I contemplated querying that myself, but decided that for CRDT editing purposes,...

josephg · on June 4, 2023

Yeah I agree. I think its inevitable that collaboratively edited documents sometimes end up with grapheme clusters that are considered invalid by some peers, simply because different peers might be using different versions of unicode. If my phone supports the polar bear emoji and yours doesn't, you'll see weird stuff instead of a polar bear. There's no getting around that.

And yes, using unicode codepoints, buggy clients might insert extra unicode characters in the middle of a grapheme cluster. But ... Eh. Fine. I'm not super bothered by that from a data validation perspective.

Why don't I have the same attitude toward invalid UTF8? I mean, the CRDT could syncronize arbitrary arrays of bytes that by agreement contain valid UTF8, and treat it as user error in the same way if that happens? Two reasons.

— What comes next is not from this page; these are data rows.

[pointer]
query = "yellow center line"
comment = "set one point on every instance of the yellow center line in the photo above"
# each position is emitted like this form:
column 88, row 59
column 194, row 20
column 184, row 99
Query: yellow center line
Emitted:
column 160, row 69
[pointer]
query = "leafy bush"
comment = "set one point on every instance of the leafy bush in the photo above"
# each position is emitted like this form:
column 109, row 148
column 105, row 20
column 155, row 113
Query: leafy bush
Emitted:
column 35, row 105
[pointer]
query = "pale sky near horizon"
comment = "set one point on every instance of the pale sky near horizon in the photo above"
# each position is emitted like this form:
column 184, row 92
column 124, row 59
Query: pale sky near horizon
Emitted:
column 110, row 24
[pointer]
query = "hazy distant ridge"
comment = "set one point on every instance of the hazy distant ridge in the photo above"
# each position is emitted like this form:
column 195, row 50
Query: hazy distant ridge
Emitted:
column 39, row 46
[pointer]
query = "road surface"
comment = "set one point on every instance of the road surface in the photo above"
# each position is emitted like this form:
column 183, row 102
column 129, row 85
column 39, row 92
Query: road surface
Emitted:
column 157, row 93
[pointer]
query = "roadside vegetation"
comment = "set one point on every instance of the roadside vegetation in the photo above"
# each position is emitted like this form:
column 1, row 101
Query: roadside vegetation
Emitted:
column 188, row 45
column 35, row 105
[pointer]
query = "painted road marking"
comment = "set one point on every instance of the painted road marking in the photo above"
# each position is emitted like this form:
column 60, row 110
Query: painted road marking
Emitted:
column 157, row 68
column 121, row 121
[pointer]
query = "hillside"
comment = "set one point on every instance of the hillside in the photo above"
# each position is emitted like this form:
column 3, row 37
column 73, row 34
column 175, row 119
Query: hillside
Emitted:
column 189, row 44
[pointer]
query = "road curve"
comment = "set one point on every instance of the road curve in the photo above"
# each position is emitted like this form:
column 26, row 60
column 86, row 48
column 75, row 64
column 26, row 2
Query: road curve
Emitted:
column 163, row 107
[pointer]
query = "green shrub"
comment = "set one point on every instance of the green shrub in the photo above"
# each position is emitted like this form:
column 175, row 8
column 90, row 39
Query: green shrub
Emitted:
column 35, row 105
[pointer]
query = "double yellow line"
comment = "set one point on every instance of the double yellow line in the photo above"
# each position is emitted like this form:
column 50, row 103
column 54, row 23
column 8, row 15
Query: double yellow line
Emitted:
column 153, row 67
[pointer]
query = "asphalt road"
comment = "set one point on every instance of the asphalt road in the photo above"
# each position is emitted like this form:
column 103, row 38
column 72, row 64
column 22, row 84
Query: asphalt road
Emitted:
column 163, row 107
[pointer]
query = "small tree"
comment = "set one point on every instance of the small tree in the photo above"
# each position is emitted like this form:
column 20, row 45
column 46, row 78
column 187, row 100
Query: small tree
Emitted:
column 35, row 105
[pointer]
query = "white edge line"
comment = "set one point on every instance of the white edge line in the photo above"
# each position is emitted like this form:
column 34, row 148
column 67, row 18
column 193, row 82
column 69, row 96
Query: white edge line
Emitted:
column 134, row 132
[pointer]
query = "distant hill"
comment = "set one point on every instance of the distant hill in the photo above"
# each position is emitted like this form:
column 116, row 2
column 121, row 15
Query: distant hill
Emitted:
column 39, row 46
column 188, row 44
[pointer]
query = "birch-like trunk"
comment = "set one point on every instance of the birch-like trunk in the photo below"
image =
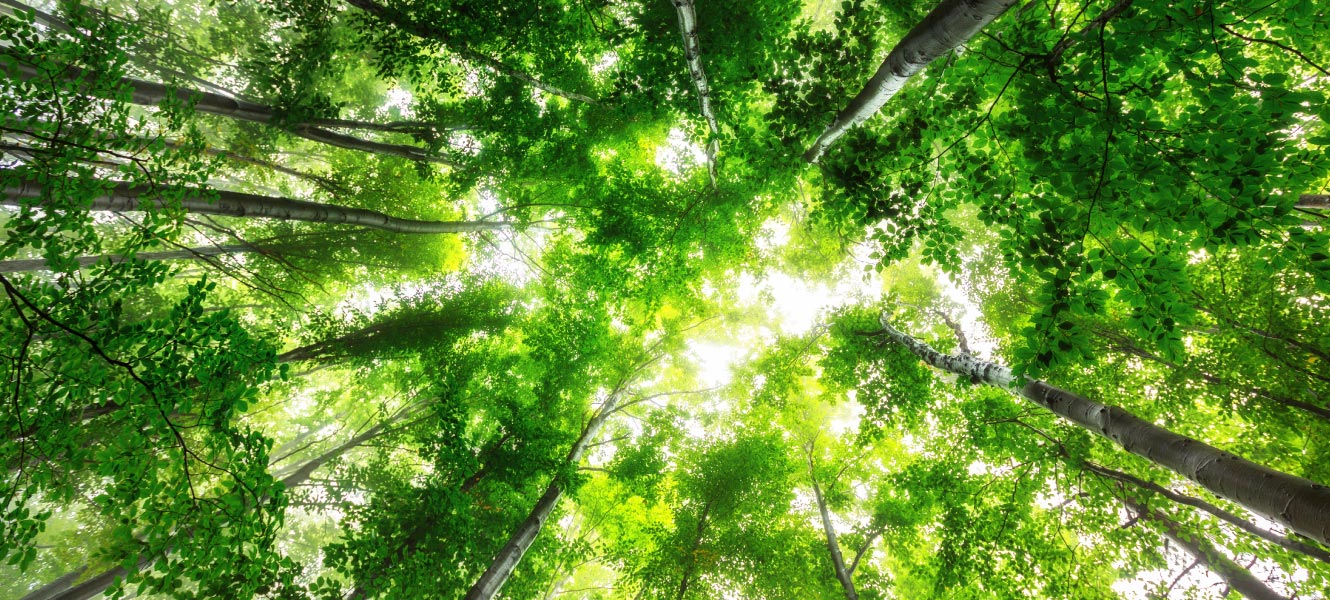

First, because some languages (eg rust) strictly enforce that all strings must contain valid UTF8. So you can't even make a document into a String if it has invalid UTF8. We'd need a try_ codepath, which makes the API worse. Secondly, languages like javascript which store strings using UTF16 don't have an equivalent encoding for invalid UTF8 bytes at all. Javascript would have to store the document internally in a byte array or something, and decode it to a string at the frontend. And thats complex and inefficient. That all sounds much worse to me than just treating the document as a sequence of arbitrary unicode codepoints - doing which guarantees correctness and we don't need any of that mess.

chrismorgan · on June 5, 2023

> grapheme clusters that are considered invalid by some peers

I’m not sure if there’s any spec that defines any sequence of Unicode scalar values as “invalid” (though there’s certainly a lot that’s obviously wrong, like some forms of script-mixing). Grapheme cluster segmentation doesn’t concern itself with meaningfulness, but just doing something with what it has; so if you inject something into the middle of what it decided was a cluster, it’ll just split it differently.

> treating the document as a sequence of arbitrary unicode codepoints

Though I hope you validate that they are Unicode scalar values and not code points. Surrogates are terribad.

josephg · on June 7, 2023

> Though I hope you validate that they are Unicode scalar values and not code points. Surrogates are terribad.

Yes, my mistake. I do mean scalar values. I am constantly confused about the terminology for unicode. (Unicode code point? Scalar values? (Character?) Surrogate pair? Is there a term for half of a surrogate pair?)